Note to Editors: LASP will hold an open house at its East Campus facility Friday, Feb. 22, at 3 p.m. on Colorado Avenue east of 30th Street featuring scientists, students and instruments involved in SORCE.
Five space instruments developed and built at the University of Colorado at Boulder are being shipped to a spacecraft manufacturing plant in Dulles, Va., next week in preparation for a November 2002 launch to measure solar radiation.
The mission, known as the Solar Radiation and Climate Experiment, or SORCE, is a small, free-flying satellite built by Orbital Sciences Corp. for CU-Boulder's Laboratory for Astrophysics and Space Astronomy. Sponsored by NASA, the $85 million project is part of NASA's Earth Observing System.
"From a financial standpoint, SORCE is the largest project LASP ever has been involved in," said Gary Rottman, a LASP senior research associate who is spearheading the project. Ultraviolet radiation in Earth's atmosphere influences a wide variety of chemical processes, including the natural production and destruction of ozone.

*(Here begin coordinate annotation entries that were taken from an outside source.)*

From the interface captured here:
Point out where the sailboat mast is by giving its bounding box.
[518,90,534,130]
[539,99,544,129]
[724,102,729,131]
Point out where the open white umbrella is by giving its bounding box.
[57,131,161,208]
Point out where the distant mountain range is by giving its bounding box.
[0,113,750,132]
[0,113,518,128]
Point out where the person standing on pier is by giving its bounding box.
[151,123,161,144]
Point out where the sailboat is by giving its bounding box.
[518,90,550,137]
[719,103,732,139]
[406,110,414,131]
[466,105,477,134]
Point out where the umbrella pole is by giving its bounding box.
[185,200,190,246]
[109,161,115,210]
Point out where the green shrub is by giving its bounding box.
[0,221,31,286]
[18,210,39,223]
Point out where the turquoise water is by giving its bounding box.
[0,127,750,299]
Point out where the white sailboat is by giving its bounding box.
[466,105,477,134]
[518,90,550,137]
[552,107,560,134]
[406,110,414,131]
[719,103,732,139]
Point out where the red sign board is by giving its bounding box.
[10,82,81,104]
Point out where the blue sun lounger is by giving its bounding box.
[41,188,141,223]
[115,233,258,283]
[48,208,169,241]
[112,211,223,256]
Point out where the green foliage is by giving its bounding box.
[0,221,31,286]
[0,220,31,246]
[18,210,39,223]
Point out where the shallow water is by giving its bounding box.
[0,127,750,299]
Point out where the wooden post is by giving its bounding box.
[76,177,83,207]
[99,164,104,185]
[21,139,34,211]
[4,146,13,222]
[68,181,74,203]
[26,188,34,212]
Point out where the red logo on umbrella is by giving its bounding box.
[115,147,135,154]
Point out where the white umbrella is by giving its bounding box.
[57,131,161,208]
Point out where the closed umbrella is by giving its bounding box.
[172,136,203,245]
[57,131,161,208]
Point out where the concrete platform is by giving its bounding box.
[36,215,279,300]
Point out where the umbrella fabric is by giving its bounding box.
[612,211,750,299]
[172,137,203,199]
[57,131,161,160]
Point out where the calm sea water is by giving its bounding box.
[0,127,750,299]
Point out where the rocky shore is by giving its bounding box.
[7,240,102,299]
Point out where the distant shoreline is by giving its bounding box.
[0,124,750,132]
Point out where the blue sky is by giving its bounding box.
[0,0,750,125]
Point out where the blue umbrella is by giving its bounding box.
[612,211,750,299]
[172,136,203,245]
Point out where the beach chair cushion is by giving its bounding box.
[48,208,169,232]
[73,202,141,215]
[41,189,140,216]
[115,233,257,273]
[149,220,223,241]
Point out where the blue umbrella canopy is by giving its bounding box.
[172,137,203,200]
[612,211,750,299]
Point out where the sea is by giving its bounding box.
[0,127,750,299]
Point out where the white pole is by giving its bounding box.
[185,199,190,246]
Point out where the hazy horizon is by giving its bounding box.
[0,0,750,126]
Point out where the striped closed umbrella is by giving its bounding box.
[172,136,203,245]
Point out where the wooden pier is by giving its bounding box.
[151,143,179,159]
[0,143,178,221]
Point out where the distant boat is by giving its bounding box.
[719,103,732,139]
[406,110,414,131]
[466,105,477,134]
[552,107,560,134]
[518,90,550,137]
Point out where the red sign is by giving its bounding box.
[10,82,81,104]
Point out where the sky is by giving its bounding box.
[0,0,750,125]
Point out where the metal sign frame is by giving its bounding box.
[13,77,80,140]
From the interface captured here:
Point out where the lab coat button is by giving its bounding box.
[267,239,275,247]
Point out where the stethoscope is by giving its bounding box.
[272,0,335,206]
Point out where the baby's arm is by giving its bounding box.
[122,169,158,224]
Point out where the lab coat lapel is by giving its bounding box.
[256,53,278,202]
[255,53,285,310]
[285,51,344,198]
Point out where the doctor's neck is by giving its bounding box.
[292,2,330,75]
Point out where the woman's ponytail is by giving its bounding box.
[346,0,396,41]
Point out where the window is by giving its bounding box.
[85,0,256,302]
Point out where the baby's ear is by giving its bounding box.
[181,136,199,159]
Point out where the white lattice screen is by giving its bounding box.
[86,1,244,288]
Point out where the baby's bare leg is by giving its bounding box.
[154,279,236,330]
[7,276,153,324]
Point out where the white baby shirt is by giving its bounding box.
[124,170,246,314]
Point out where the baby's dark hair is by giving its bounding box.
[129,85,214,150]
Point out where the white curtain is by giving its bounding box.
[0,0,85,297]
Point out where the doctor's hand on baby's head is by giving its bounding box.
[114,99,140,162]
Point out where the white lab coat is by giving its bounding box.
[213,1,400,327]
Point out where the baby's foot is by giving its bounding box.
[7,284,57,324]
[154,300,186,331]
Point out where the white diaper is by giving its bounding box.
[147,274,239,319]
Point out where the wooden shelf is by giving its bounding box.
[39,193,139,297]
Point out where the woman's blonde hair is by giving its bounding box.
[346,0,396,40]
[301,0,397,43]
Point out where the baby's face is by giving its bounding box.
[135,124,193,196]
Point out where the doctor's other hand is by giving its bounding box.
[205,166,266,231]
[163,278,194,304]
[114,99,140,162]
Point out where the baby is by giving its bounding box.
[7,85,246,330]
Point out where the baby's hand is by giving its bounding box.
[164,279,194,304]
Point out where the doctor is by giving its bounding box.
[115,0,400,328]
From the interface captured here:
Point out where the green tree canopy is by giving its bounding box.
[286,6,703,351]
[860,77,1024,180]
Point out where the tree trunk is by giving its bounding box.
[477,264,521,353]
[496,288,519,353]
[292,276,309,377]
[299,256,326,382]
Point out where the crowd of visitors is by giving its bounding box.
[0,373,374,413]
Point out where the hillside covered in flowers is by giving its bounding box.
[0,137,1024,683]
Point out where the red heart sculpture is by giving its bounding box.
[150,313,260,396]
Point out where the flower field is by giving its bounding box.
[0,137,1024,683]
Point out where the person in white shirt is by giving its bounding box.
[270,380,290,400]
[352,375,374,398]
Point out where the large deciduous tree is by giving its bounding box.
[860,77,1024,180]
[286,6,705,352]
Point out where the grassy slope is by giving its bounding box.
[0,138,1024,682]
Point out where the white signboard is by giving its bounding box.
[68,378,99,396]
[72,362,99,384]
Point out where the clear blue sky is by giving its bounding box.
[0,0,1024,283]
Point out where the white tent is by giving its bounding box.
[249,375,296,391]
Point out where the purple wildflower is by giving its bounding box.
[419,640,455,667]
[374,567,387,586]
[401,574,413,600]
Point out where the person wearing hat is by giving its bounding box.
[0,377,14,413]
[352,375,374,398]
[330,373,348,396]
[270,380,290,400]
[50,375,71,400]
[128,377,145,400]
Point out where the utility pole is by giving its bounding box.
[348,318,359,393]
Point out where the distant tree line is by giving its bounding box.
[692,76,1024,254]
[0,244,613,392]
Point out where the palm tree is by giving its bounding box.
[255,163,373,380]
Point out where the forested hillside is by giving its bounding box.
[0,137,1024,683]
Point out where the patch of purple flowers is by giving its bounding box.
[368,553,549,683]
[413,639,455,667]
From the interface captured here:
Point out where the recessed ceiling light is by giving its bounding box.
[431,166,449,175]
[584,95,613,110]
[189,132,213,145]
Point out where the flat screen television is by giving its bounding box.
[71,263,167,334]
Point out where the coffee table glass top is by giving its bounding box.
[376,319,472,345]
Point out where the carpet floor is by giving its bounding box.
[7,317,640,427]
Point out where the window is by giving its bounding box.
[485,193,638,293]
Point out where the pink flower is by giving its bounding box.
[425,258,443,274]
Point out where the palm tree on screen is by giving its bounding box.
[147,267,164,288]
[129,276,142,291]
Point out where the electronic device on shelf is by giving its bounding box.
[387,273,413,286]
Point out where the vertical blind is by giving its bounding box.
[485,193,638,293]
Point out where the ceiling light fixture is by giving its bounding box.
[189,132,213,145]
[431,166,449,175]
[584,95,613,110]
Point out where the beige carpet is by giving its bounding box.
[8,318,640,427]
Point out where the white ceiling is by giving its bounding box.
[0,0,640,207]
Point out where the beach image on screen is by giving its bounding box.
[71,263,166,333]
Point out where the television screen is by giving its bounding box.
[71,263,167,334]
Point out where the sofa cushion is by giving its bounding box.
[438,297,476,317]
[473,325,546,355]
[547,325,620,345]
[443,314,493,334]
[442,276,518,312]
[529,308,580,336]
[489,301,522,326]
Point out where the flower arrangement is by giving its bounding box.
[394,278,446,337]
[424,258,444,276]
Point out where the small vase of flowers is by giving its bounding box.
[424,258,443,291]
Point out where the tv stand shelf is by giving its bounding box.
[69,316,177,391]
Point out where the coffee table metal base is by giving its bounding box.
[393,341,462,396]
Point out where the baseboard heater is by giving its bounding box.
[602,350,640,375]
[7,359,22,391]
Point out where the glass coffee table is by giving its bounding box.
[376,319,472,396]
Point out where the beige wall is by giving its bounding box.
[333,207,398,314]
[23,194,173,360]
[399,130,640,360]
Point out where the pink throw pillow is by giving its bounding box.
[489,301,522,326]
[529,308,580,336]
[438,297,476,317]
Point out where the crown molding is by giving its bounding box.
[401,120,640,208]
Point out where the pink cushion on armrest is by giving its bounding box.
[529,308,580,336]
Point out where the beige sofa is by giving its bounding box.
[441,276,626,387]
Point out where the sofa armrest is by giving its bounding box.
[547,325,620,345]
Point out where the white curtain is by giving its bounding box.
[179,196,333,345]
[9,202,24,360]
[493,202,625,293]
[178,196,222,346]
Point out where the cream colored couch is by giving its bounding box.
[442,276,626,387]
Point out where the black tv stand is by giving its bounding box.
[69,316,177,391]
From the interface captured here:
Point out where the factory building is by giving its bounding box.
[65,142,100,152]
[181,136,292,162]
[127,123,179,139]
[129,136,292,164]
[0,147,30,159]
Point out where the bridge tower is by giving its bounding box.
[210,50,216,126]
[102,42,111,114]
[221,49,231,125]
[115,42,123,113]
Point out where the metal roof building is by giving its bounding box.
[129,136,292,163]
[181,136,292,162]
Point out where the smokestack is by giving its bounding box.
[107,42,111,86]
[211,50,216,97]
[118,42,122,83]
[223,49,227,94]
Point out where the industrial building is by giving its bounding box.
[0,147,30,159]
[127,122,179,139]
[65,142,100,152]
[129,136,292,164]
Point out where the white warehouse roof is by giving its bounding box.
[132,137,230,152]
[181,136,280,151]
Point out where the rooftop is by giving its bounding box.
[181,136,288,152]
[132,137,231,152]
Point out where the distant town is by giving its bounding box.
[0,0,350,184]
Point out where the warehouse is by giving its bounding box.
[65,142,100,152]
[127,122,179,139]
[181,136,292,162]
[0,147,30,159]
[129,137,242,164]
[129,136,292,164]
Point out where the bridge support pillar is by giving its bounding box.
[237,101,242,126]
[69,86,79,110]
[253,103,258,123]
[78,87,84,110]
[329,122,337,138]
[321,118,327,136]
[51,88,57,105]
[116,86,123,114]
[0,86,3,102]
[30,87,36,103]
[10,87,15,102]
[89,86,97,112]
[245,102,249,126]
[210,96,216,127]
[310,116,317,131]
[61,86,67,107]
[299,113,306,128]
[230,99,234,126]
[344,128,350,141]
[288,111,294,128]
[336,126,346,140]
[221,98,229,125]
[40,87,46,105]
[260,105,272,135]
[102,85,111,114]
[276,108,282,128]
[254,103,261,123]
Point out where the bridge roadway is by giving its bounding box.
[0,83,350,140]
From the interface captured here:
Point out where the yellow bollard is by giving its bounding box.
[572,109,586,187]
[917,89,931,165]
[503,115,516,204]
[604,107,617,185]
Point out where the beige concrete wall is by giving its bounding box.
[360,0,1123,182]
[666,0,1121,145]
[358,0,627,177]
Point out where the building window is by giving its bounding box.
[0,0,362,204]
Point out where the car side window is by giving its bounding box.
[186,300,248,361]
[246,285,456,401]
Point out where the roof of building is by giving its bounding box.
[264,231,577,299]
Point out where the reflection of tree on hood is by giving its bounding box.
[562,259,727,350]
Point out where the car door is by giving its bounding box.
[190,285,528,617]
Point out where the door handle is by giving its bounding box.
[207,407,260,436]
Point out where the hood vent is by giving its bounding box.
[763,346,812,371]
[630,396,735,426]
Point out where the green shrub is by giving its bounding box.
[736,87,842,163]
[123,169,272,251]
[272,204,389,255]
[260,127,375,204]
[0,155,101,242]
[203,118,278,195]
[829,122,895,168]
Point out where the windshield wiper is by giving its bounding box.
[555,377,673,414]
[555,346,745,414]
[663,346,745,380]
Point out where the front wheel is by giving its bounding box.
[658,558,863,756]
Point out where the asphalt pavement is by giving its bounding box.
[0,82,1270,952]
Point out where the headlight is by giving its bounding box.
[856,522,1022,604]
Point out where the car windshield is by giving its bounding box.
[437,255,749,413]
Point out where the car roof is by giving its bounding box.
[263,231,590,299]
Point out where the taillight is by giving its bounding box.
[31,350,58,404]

The SORCE spacecraft will be launched from a Pegasus expendable-launch vehicle, also built by Orbital Sciences Corp. The Pegasus will be carried to an altitude of 40,000 feet by a jet aircraft and dropped in a five-second free-fall. It will then ignite horizontally and begin ascending, placing SORCE in a circular orbit about 400 miles above Earth within 10 minutes.
"The SORCE spacecraft specifically will study solar variability and its influence on climate change," said Rottman. "We are interested in understanding the sun's influence on Earth's atmosphere and climate so that we can more reliably determine how humans are changing the environment."
Rottman also is the principal investigator on an instrument known as SOLSTICE flying aboard NASA's Upper Atmosphere Research Satellite, launched in 1991. Two nearly identical copies of that ultraviolet radiation-measuring instrument will be flying on SORCE to continue the UARS observations.
SORCE also will include a Total Irradiance Monitor, or TIM, said Rottman. TIM will monitor changes in the total amount of sunlight reaching Earth. Measurements made in the last 20 years indicate total solar radiation has changed only 0.1 percent over the 11-year solar cycle, with somewhat greater variations on a day-to-day basis.
The spacecraft also will carry a Spectral Irradiance Monitor, or SIM, a prism-like device to gather visible and infrared data, said Rottman.
The fifth CU-Boulder-built instrument is the X-ray Photometer System, or XPS, a package of 12 photodiodes to measure extreme ultraviolet sunlight, he said.
For example, strong evidence indicates the release of man-made chlorofluorocarbons, or CFCs, are largely responsible for the decline in stratospheric ozone levels in the 1990s, most markedly over the Antarctic and Arctic. Used in the manufacture of refrigerants, cleaners and foaming agents, CFCs' migrations into the upper atmosphere decompose under ultraviolet sunlight, freeing chlorine atoms to act as catalysts in the destruction of ozone molecules.
"There really doesn't seem to be any doubt that significant changes are occurring in stratospheric ozone levels," said Rottman. "By understanding and removing the natural variability due to variations of solar radiation, we can more accurately establish how much of the change is the result of human activity."